象印マホービンは近年、10〜20代向けのボトル(水筒)や、シンプルなデザインの「STAN.シリーズ」を展開するなど、若年層へのアプローチを強化しています。飲食事業のモール出店は、こうしたブランド戦略と連動する動きです。
注意点・展望
象印の飲食事業拡大には、いくつかの課題も考えられます。飲食業は人件費や食材コストの上昇が続く厳しい事業環境にあり、本業の家電メーカーとは異なるオペレーション能力が求められます。現在の運営パートナーであるダイナックとの連携が引き続き重要になるでしょう。
一方で、家電メーカーが自社製品の体験の場として飲食店を運営するモデルは、バルミューダの「BALMUDA The Kitchen」など他社にも広がりを見せています。象印は炊飯器という「日本の主食」に直結する製品を持つ点で、体験型マーケティングとの親和性が特に高いといえます。
2028年度までの10店舗体制が実現すれば、年間数十万人規模の消費者に「炎舞炊きの味」を直接届けることが可能になります。炊飯器のファン層拡大と米食文化の再興という二つの目標に向けた挑戦が続きます。
まとめ
象印マホービンは、直営飲食店を2028年度までに10店舗に拡大する計画を進めています。象印食堂、象印銀白おにぎり、象印銀白弁当の3ブランドを多角的に展開し、16万円超の高級炊飯器「炎舞炊き」の実力を消費者に直接体験してもらう戦略です。
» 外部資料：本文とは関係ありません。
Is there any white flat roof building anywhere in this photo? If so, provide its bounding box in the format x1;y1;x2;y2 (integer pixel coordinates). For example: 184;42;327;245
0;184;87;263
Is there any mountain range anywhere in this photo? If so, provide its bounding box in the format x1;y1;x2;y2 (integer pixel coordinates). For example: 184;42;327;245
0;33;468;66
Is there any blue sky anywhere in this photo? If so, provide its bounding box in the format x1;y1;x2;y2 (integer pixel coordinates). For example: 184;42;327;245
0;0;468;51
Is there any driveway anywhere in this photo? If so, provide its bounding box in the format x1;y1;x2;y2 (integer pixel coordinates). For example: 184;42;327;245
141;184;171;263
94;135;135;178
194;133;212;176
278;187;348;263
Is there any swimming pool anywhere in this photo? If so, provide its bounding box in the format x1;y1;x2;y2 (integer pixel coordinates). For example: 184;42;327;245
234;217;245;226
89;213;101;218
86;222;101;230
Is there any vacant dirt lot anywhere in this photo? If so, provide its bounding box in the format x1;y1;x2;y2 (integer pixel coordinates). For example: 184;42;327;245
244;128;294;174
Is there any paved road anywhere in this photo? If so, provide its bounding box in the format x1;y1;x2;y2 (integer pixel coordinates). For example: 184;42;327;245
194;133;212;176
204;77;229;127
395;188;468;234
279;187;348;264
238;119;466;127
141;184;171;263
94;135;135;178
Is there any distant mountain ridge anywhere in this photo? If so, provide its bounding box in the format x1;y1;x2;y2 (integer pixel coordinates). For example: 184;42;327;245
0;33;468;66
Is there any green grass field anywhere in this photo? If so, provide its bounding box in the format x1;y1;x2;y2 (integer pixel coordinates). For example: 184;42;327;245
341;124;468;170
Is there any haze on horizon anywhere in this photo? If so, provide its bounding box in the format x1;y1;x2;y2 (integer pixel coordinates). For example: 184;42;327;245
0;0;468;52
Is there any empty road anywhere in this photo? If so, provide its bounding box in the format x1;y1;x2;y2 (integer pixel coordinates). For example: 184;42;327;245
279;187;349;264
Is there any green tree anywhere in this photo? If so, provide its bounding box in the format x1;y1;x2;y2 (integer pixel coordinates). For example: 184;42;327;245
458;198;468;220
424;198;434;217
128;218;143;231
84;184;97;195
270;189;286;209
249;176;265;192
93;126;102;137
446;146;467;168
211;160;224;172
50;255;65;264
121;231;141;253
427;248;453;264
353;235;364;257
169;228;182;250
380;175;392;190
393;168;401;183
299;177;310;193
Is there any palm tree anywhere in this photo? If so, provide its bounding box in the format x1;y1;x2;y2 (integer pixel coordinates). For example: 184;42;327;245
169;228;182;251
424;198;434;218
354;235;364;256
2026年2月の梅田店オープンでは行列ができるほどの人気を集めており、SNSでの話題性も十分です。今後はショッピングモールへの出店も視野に入れ、特に若年層へのブランド認知拡大を図ります。炊飯器メーカーが飲食事業を通じてブランド価値を高めるという、新しいビジネスモデルの行方に注目です。